BayernLB verzeichnet Gewinnrückgang - DKB als Wachstumsmotor
Die langjährige Wirtschaftskrise hinterlässt deutliche Spuren bei der BayernLB. Der Nettoüberschuss der bayerischen Landesbank ging im vergangenen Jahr um 16 Prozent zurück, konnte jedoch dank der florierenden Online-Tochter DKB weiterhin die Milliardengrenze überschreiten. Mit einem Ergebnis von gut einer Milliarde Euro bleibt die Bank trotz schwieriger Rahmenbedingungen profitabel.

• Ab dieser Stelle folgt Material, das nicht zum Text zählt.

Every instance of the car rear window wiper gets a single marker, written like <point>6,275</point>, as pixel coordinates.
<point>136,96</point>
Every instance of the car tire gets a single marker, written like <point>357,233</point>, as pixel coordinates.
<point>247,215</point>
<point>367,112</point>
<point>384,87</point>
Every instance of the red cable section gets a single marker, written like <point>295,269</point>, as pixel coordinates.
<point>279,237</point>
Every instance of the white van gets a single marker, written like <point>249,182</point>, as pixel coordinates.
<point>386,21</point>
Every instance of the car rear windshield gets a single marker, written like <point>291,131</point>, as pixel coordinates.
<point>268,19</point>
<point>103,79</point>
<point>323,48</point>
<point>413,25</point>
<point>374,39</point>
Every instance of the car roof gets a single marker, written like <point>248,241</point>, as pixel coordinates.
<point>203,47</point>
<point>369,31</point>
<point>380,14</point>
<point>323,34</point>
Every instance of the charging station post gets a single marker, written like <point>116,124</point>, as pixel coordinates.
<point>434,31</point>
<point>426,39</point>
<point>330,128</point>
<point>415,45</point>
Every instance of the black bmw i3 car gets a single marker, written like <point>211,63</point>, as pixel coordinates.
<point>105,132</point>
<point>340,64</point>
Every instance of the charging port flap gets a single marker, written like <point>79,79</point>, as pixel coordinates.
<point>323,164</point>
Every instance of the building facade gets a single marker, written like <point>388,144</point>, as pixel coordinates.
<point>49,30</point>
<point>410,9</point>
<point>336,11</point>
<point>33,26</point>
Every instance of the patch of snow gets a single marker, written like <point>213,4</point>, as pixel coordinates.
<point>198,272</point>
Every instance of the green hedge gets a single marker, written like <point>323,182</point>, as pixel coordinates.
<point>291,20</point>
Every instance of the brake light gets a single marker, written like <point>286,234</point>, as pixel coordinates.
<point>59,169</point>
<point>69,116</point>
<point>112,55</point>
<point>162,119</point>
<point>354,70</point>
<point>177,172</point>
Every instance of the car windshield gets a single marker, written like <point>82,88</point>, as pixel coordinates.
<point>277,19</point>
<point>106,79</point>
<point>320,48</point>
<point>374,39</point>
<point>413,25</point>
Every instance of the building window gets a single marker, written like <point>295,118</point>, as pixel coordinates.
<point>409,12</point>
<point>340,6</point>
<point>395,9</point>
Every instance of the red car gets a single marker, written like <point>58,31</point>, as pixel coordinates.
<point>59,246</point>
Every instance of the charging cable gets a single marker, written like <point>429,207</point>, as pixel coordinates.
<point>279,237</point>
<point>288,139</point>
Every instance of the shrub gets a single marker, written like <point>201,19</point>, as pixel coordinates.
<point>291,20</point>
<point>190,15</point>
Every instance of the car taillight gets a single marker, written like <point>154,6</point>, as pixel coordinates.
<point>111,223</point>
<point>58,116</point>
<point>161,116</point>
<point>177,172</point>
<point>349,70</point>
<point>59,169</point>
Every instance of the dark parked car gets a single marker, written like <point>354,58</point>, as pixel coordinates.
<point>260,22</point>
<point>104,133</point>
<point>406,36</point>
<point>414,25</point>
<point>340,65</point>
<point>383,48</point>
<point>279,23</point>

DKB als profitabler Wachstumstreiber
Den Löwenanteil des Vorsteuergewinns erwirtschaftete die Berliner Direktbank DKB mit knapp 1,2 Milliarden Euro. Als zweitgrößte Online-Bank Deutschlands nach der ING Diba betreut die DKB bereits 5,9 Millionen Kunden. Vorstandschef Sven Deglow kündigte in Berlin eine ambitionierte Expansionsstrategie für die kommenden fünf Jahre an. „Wir treten nicht auf die Bremse, sondern erhöhen bewusst das Tempo“, betonte Deglow.
Für die Wachstumspläne bis 2030 sind Investitionen von einer halben Milliarde Euro in Informationstechnologie und Künstliche Intelligenz vorgesehen. Das erklärte Ziel lautet, den Vorsteuergewinn bis 2030 auf 1,6 Milliarden Euro zu steigern. Ein zentraler Baustein dieser Strategie ist der massive Ausbau des Wertpapiergeschäfts. Die DKB plant, die Anzahl der Wertpapierdepots von derzeit rund 900.000 auf über zwei Millionen zu erhöhen.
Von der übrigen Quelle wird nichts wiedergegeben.